Bismillaahirrahmaanirrahiim,

Sebelum kita membahas lebih jauh tentang apa itu SRI YANTRA, maka ada baiknya jika kita mengetahui lebih dulu apa itu YANTRA.

Istilah YANTRA sendiri ditemukan dalam Kitab Bhagavad Gita. Perlu diketahui disini bahwa ada dua versi Kitab Bhagavad Gita. Versi Pertama, adalah Kitab Bhagavad Gita yang asli, yang ditulis oleh Ṛṣi Vyāsa atau dikenal di Nusantara dengan nama Bêgawan Abiyasa. Nama aslinya adalah Krṣṇa Dwaipāyana. Vyāsa sendiri artinya adalah “Pengumpul”. Karena berjasa mengumpulkan Kitab Veda yang masih tersisa, maka ia mendapat gelar Vyāsa. Kitab Veda yang saat ini kita kenal, yang terdokumentasikan dalam bahasa Sansekerta sebenarnya hanyalah hasil pengumpulan ulang dari bahan-bahan yang lebih purba dan merupakan sisa-sisa dari Kitab Veda yang bisa terselamatkan pasca tenggelamnya Ataladwipa. Hindhu memang bersandar pada Kitab Veda. Tapi ajaran Hindhu saat ini banyak terpengaruh oleh Kitab-Kitab Purāṇa dan Itihāsa yang usianya jauh lebih muda dari Kitab Veda dan memang berasal dari Tanah India setelah Ataladwīpa hancur luluh dan tenggelam. Kitab Bhagavad Gita versi pertama ini isinya hanyalah memuat tentang “Ilmu Samkhya” dan “Ilmu Yoga”.

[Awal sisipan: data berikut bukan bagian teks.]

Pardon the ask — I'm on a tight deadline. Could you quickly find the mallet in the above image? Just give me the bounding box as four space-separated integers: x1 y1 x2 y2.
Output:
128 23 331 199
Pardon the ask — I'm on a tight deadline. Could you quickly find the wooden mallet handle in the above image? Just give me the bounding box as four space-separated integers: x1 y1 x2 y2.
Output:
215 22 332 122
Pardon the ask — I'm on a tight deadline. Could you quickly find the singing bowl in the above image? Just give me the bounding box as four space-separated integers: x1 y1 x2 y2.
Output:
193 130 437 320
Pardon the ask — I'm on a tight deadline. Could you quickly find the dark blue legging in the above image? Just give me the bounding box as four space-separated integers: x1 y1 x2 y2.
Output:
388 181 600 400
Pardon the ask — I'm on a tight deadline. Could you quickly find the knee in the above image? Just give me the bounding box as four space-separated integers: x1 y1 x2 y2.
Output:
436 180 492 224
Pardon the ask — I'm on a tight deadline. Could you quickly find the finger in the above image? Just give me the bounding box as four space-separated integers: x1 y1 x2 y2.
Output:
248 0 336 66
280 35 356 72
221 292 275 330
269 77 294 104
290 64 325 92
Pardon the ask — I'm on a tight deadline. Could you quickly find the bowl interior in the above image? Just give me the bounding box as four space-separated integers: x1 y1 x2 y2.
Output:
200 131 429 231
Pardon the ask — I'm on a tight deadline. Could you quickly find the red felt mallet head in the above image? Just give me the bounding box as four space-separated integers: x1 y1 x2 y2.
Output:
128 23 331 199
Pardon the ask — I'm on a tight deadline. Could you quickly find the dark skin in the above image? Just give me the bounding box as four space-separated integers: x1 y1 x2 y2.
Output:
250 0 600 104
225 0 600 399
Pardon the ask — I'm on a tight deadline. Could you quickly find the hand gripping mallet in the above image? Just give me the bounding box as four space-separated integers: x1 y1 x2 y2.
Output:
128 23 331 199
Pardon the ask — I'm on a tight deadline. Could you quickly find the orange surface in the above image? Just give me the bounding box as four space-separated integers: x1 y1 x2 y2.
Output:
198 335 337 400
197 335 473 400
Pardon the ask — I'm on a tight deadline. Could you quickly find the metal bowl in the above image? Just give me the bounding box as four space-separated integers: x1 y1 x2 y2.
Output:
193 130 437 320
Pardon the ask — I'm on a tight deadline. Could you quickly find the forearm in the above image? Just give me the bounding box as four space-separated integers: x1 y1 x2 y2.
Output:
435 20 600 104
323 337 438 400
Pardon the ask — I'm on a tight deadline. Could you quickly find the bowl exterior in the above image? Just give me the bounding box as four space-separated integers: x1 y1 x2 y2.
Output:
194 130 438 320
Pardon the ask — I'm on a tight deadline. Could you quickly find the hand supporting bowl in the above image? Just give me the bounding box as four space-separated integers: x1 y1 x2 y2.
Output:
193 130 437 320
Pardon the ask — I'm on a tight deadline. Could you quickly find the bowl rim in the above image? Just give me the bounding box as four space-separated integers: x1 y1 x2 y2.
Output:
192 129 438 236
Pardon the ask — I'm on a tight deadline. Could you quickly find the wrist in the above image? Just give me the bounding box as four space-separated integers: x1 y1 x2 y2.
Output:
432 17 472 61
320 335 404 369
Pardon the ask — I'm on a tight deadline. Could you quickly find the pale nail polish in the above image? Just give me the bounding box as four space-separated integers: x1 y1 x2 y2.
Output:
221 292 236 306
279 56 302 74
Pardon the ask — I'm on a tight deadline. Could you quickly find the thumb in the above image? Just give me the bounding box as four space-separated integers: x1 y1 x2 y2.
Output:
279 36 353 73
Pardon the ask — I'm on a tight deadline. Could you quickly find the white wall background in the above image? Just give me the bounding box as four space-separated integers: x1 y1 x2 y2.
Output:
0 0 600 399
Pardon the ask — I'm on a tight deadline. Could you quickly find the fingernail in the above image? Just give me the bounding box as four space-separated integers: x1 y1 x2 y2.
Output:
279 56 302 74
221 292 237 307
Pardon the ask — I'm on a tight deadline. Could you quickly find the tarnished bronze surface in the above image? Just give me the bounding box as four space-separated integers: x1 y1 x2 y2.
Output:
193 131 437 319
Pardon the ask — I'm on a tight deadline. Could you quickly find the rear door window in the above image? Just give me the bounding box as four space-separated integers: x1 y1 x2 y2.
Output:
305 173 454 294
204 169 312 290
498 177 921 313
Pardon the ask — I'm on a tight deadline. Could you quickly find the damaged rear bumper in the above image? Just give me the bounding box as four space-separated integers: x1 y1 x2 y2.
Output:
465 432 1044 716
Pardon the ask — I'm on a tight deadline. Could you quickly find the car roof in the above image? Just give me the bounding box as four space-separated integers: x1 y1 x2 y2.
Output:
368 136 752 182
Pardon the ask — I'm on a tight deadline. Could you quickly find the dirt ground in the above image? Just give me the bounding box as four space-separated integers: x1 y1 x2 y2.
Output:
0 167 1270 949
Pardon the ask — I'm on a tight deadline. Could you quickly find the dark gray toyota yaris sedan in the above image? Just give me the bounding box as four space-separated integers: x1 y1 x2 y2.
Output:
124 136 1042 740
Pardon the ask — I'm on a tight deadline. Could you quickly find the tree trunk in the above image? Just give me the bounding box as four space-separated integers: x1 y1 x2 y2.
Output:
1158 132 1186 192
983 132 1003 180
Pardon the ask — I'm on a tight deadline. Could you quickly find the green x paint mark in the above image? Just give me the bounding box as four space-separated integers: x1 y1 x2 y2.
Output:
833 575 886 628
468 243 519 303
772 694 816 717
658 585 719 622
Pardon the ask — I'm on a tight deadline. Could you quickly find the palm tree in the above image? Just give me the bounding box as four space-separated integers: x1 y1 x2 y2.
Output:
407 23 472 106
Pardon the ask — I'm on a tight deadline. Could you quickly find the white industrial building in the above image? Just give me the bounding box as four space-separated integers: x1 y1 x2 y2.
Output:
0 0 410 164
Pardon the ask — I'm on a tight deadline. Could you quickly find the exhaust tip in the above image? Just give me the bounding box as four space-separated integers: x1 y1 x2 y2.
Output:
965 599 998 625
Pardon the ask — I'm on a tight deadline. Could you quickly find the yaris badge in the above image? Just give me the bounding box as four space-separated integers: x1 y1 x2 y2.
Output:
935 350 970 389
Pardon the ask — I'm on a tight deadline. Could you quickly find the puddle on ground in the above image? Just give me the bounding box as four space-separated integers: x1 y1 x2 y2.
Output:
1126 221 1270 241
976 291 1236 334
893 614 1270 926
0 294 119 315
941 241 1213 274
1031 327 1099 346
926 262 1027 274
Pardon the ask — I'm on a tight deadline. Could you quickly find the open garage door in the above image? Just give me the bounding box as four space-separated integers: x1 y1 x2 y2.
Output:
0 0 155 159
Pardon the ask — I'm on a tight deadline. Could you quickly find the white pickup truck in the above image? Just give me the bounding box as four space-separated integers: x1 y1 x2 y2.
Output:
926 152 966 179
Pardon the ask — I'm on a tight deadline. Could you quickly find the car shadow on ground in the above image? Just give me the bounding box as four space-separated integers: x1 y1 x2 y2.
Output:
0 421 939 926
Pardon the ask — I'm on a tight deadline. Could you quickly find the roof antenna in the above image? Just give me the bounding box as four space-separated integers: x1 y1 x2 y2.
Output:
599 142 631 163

Berikutnya adalah Kitab Bhagavad Gita versi kedua sebagai Kitab Bhagavad Gita yang baru berkembang 1000 tahun setelah masehi, dan isinya justru jauh berbeda dengan Kitab Bhagavad Gita yang asli (versi pertama), dimana isinya banyak berisikan doktrin-doktrin yang sangat menuhankan sosok Sri Krishna ditambah dengan pengembangan dialog-dialog tambahan antara Sri Krishna dan Arjuna dalam Perang Mahabhrata.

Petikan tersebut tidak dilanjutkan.